I wanted to implement a mask layer with a minimum change of code, and my original solution was as below.
class Mask(nn.Module):
def __init__(self, embed_dim, num_features):
super().__init__()
self.embed_dim = embed_dim
self.num_features = num_features
self.mask_token = nn.Parameter(torch.zeros(1, embed_dim))
self.mask=None
def forward(self, x, mask=None):
assert self.mask is not None or mask is not None, "'mask' must be set before forward is called or must be passed to forward"
if mask is None:
mask=self.mask
assert mask.shape[0] == x.shape[0], f"batch_size is not equal"
assert mask.shape[1] == self.num_features, f"num_features is not equal"
assert ((mask==0) | (mask==1)).all() , "mask is not binary"
x[mask == 0]=self.mask_token
return x
# model initialization
model=Bert()
# insert mask layer in front of the module of interest
model.embedder=nn.Sequential(Mask(1500, 200), model.embedder)
# during forward pass, set the mask to use before calling `forward` of the model.

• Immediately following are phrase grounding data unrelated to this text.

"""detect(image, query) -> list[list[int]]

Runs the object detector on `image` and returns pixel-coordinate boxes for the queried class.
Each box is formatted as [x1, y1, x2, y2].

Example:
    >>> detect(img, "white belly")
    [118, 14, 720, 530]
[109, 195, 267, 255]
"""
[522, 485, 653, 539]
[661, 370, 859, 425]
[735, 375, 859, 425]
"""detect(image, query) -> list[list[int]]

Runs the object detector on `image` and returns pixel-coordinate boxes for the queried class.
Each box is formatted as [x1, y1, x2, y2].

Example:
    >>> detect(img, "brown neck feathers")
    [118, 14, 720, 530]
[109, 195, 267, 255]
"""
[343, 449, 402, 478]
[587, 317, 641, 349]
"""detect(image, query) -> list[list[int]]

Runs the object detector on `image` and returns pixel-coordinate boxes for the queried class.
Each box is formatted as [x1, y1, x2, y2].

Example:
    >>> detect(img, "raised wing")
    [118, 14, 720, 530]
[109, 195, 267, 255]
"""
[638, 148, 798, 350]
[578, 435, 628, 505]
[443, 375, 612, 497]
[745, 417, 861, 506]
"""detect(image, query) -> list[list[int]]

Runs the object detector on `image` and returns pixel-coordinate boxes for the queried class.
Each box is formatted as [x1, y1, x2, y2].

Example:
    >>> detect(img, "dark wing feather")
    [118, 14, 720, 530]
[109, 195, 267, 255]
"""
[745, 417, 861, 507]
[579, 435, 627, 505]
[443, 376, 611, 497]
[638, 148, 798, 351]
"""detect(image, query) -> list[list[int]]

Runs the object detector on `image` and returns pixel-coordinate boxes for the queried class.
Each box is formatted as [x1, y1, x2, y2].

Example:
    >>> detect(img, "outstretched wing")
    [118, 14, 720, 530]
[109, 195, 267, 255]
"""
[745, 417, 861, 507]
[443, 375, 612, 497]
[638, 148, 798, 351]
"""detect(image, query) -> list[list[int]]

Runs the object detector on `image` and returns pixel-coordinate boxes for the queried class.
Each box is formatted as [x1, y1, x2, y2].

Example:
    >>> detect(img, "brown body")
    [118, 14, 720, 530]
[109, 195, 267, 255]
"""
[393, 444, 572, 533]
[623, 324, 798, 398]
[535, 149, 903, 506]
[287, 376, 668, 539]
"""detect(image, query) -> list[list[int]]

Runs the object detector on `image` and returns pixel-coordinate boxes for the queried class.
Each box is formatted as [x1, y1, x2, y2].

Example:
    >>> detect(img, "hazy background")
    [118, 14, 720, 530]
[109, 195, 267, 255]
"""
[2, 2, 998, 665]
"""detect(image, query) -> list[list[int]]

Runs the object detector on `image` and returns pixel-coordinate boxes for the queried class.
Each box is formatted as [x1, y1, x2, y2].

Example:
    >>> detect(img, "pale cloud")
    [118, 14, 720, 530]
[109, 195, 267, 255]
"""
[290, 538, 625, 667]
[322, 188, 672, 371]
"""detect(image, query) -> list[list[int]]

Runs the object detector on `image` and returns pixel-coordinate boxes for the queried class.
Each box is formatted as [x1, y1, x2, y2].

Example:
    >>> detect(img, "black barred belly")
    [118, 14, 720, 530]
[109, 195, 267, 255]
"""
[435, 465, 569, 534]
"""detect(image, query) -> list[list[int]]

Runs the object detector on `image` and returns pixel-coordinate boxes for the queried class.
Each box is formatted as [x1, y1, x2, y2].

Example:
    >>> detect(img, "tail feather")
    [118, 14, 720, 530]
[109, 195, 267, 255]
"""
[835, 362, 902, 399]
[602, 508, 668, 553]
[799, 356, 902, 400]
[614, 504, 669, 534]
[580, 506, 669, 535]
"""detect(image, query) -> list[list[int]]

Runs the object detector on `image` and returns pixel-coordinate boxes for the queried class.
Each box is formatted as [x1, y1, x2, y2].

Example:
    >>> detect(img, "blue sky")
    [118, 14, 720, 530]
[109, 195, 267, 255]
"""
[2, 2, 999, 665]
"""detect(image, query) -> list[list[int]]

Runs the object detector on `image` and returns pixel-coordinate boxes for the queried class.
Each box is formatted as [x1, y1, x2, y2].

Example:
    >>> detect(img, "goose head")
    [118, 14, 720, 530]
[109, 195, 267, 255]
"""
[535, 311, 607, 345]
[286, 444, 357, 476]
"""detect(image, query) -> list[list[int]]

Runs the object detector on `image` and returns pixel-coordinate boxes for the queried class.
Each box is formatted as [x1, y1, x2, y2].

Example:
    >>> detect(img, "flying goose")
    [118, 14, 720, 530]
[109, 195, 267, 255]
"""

model.embedder[0].mask=torch.ones(1500,200)
y=model(x)
However, this solution becomes problematic when the module is parallelized (data parallelism). As each input to the module is split along the batch dimension, the batch dimensions of mask and x
differ from each other. The batch dimension of x
gets low, but the batch dimension of the mask remains the same. Do you have any other ideas on solving the issues?